Now, as for an assumption of causality, the model that AIXI has of the agent/environment interaction is based on an assumption that both of them are chronological Turing machines---see the description here. I'm reasonably sure this constitutes an assumption of forward causality.

Similarly, what AIXI would do in Newcomb's problem depends very specifically on its notion of what exactly it can control. Just as a CDT agent does, AIXI should understand that whether or not the opaque box contains a million dollars is already predetermined; in fact, given that AIXI is a universal sequence predictor it should be relatively trivial for it to work out whether the box is empty or full.

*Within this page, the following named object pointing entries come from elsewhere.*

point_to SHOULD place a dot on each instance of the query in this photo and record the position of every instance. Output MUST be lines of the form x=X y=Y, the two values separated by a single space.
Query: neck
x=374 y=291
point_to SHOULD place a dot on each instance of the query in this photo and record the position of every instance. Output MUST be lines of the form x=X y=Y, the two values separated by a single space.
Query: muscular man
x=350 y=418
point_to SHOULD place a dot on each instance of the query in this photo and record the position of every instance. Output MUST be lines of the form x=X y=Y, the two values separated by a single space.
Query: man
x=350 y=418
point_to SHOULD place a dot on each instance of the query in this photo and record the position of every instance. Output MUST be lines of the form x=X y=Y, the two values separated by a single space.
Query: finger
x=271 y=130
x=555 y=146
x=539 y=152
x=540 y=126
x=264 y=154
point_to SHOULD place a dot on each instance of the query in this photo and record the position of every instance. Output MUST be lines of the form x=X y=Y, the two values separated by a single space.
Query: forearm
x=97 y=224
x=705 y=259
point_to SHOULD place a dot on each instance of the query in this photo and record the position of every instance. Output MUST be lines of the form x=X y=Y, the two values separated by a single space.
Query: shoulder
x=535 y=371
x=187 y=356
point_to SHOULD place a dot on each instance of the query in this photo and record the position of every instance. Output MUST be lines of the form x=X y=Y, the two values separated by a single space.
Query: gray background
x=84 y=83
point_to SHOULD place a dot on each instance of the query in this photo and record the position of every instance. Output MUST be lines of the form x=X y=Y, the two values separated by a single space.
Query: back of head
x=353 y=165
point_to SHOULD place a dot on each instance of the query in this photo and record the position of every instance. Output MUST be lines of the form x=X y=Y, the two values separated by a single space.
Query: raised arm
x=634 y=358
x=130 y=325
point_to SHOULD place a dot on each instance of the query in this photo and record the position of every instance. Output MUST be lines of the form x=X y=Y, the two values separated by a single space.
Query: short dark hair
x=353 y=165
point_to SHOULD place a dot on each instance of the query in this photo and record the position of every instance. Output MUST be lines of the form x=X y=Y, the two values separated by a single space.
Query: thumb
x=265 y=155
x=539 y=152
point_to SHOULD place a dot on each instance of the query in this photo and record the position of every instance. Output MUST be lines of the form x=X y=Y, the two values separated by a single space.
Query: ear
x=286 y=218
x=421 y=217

Given that, AIXI should calculate that it is optimal for it to two-box, so it will two-box and get $1000. For AIXI, Newcomb's problem should essentially boil down to Agent Simulates Predictor.

Ultimately, the AIXI agent makes the same mistake that CDT makes - it fails to understand that its actions are ultimately controlled not by the agent itself, but by the output of the abstract AIXI equation, which is a mathematical construct that is accessible not just to AIXI, but the rest of the world as well. The design of the AIXI algorithm is inherently flawed because it fails to recognize this; ultimately this is the exact same error that CDT makes.

Granted, this doesn't answer the interesting question of "what does AIXI do if it predicts Newcomb's problem in advance?", because before Omega's prediction AIXI has an opportunity to causally affect that prediction.